Außerschulische Bildung 3/2020

Politische Bildung in Transformationsregionen – Reflexionsräume eröffnen

Planungen der Bundeszentrale für politische Bildung für von Strukturwandel betroffene Regionen

Verstärkt ist in den vergangenen Jahren zu beobachten, wie sich gesellschaftliche Interessen ausdifferenziert haben. Aufsuchende politische Bildung kann dabei dazu beitragen, dass mit lokalen Akteuren lebensnah Konzepte erarbeitet werden, die den Strukturwandel begleiten. Der vorliegende Beitrag greift daher auf, warum von Strukturwandel betroffene Regionen in besonderem Maße einer begleitenden politischen Bildung bedürfen und welche Rolle die Bundeszentrale für politische Bildung/bpb hierbei spielen kann. von Thomas Krüger

Verstärkt ist in den vergangenen Jahren zu beobachten, wie sich Interessen in der Gesellschaft ausdifferenziert haben. Um den Bedarfen gerecht zu werden, bedeutet dies für die politische Bildung, dass Konzepte einer teilhabeorientierten Aktivierung entwickelt werden („aufsuchende politische Bildung“), um mit den Menschen in von Strukturwandel betroffenen Räumen Strategien zu entwickeln, die zu einer Bewältigung der Prozesse beitragen und zugleich Vertrauen in die freiheitliche Demokratie entwickeln. Dies möchte die Bundeszentrale für politische Bildung/bpb unterstützen und in Ostdeutschland eine dritte Liegenschaft eröffnen, in welcher bundesweite Fragen des Wandlungsprozesses in durch Kohleausstieg von Strukturwandel betroffenen Regionen diskutiert werden sollen. Gleichzeitig können Gegenden in ehemaligen Industrielandschaften, die zu Dienstleistungsregionen transformiert wurden, angesprochen werden. Deutlich wird die Notwendigkeit sich diesen Fragen anzunehmen, wenn eine 2018 durchgeführte Studie der Universität St. Gallen berücksichtigt wird, nach welcher sich eine Mehrheit in Deutschland für den Kohleausstieg ausspricht. Die Autor*innen der Studie schlüsselten ihre Befragung auch nach Braunkohle-Revieren auf und befragten Menschen, die im Rheinland oder der Lausitz leben. Während im Rheinland – wo das größte Braunkohle-Revier in Deutschland angesiedelt ist – eine Mehrheit sich für den Kohleausstieg bis 2030 aussprach, befürworteten in der Lausitz 2018 nur 43 % ein Ausstiegsgesetz (vgl. Rinscheid/Wüstenhagen 2019). Zwischenzeitlich haben die Debatten zwar die Haltung in der Lausitz leicht verändert, jedoch wird noch immer gefordert, das von der Kommission „Wachstum, Strukturwandel und Beschäftigung“ verabredete Ausstiegsdatum im Jahr 2038 beizubehalten.

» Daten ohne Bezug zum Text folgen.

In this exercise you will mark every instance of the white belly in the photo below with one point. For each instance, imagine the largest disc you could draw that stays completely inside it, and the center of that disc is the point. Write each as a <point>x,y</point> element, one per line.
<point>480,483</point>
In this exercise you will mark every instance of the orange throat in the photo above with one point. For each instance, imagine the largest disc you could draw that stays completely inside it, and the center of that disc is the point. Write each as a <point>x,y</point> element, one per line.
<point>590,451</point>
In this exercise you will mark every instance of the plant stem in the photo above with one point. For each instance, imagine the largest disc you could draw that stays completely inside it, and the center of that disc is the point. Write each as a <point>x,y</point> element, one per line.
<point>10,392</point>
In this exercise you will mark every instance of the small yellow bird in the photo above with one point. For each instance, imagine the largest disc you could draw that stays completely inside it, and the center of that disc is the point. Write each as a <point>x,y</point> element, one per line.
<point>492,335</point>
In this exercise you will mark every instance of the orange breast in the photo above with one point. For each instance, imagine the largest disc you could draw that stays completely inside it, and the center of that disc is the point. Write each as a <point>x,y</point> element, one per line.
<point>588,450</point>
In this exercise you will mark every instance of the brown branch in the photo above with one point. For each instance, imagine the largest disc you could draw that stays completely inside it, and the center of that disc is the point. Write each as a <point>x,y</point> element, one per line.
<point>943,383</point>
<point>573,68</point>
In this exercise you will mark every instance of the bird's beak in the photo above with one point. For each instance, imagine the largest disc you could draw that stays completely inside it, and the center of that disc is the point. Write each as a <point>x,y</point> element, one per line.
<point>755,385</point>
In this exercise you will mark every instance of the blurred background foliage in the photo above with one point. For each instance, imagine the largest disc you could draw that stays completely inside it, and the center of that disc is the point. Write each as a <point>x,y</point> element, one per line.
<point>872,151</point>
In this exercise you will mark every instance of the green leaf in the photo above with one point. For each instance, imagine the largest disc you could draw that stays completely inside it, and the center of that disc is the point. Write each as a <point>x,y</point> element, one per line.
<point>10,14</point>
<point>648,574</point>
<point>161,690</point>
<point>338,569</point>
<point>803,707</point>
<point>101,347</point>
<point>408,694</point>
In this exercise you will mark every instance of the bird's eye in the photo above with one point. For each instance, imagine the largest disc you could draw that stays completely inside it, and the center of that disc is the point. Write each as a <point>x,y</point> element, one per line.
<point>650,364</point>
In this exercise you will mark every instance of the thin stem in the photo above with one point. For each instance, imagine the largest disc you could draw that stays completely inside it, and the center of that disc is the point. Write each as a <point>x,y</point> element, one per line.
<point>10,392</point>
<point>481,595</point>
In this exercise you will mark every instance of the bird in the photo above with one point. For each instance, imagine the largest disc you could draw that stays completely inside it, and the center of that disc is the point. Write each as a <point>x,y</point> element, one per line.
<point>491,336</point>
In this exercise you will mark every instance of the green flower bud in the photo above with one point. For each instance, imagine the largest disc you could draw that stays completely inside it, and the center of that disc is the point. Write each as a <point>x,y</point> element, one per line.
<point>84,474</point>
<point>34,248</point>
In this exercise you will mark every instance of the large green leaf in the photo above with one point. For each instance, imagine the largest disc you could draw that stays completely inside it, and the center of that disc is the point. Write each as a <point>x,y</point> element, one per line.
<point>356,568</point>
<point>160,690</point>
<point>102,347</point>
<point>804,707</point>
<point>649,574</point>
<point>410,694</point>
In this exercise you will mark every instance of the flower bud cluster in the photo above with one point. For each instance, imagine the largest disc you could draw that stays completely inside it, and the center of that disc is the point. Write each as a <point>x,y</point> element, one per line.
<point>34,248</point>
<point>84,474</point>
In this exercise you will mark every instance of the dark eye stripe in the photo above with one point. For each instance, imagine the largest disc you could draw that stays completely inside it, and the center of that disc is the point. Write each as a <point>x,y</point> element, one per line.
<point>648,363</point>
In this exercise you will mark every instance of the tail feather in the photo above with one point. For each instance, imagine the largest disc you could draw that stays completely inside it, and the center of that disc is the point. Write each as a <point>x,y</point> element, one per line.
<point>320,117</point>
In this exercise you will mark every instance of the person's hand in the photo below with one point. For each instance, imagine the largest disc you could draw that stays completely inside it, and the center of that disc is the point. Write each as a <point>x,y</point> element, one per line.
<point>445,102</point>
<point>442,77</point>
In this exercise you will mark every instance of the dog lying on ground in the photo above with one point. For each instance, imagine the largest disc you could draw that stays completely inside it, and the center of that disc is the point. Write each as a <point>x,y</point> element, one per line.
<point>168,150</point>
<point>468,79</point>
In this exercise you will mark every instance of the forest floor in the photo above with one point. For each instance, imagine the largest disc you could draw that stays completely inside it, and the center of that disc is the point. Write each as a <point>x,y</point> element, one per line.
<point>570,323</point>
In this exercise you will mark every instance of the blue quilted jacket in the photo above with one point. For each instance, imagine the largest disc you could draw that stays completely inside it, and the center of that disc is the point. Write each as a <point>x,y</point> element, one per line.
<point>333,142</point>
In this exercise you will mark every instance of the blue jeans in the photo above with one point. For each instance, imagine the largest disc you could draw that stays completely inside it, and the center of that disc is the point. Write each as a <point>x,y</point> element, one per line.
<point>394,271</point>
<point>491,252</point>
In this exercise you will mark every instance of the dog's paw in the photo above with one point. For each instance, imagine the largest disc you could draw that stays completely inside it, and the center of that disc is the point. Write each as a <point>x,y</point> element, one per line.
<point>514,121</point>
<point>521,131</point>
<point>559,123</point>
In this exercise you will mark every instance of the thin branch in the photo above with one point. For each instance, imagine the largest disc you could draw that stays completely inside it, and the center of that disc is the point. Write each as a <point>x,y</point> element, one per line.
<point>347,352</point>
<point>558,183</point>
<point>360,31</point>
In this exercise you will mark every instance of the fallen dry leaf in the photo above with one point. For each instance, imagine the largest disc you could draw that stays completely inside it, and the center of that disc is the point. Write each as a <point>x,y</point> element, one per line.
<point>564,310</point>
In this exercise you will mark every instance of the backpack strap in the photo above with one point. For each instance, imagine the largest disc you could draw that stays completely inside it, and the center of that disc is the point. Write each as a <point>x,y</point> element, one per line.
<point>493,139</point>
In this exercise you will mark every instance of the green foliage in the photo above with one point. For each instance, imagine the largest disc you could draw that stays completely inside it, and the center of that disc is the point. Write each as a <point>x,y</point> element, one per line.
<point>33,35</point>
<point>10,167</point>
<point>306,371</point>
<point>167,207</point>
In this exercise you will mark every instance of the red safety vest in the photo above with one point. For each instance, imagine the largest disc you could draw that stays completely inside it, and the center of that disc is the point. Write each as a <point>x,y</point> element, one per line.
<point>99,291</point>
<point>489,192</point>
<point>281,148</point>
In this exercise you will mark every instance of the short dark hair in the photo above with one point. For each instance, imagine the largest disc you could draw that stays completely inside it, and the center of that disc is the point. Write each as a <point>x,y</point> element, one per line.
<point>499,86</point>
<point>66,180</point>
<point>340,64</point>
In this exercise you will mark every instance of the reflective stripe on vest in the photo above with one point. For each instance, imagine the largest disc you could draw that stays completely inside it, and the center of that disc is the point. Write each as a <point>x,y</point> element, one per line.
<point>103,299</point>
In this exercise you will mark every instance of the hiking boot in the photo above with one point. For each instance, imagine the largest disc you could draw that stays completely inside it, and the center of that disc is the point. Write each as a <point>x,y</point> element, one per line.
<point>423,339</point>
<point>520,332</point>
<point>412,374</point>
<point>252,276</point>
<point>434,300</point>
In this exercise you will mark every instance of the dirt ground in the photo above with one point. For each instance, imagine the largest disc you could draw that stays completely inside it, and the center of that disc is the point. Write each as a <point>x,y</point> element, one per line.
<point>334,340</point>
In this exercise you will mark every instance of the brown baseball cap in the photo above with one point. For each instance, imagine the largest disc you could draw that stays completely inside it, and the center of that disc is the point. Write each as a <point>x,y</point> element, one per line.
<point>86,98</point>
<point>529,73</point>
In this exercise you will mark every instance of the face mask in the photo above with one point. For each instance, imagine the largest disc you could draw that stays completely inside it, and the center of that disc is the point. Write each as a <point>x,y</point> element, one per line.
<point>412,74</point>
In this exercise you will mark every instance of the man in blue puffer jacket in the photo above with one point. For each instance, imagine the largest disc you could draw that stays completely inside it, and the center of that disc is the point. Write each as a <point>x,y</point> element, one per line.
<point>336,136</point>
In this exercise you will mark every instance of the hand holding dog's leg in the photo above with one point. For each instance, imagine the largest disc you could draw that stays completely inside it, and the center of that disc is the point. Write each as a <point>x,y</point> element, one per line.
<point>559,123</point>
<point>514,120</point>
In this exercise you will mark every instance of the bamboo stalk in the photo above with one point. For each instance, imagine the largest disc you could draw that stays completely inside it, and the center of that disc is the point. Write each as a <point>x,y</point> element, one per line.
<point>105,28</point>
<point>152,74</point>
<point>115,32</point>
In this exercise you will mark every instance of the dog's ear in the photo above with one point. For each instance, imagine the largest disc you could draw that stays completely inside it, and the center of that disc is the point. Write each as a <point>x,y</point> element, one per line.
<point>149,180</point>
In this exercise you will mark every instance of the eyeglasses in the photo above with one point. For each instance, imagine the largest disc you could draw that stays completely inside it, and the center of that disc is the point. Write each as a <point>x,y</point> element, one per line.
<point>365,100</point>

Eine Gruppe um den Industriesoziologen Klaus Dörre hat in einer 2019 veröffentlichen Studie ähnliche Ergebnisse präsentiert (vgl. Bose/Dörre et al. 2019). Demnach könne in der Lausitz schon jetzt erkannt werden, dass die Auseinandersetzung um die Braunkohle eine Blaupause sein wird, wie gesellschaftliche Konflikte künftig verlaufen werden. Die Debatte um den Fortbestand der Kraftwerke könnte ein „exemplarischer Transformationskonflikt“ sein, in welchem die gegensätzlichen Pole aufeinanderprallen (Rosa-Luxemburg-Stiftung 2019, S. 6). Für die Menschen, die von den Arbeitsplätzen abhängig sind, bedeutet „abgehängt“ sein nicht nur ein materielles Elend. Dahinter stehen auch ein verletzter Produzentenstolz sowie ein Gefühl mangelnden Respekts vor dem „guten Leben“.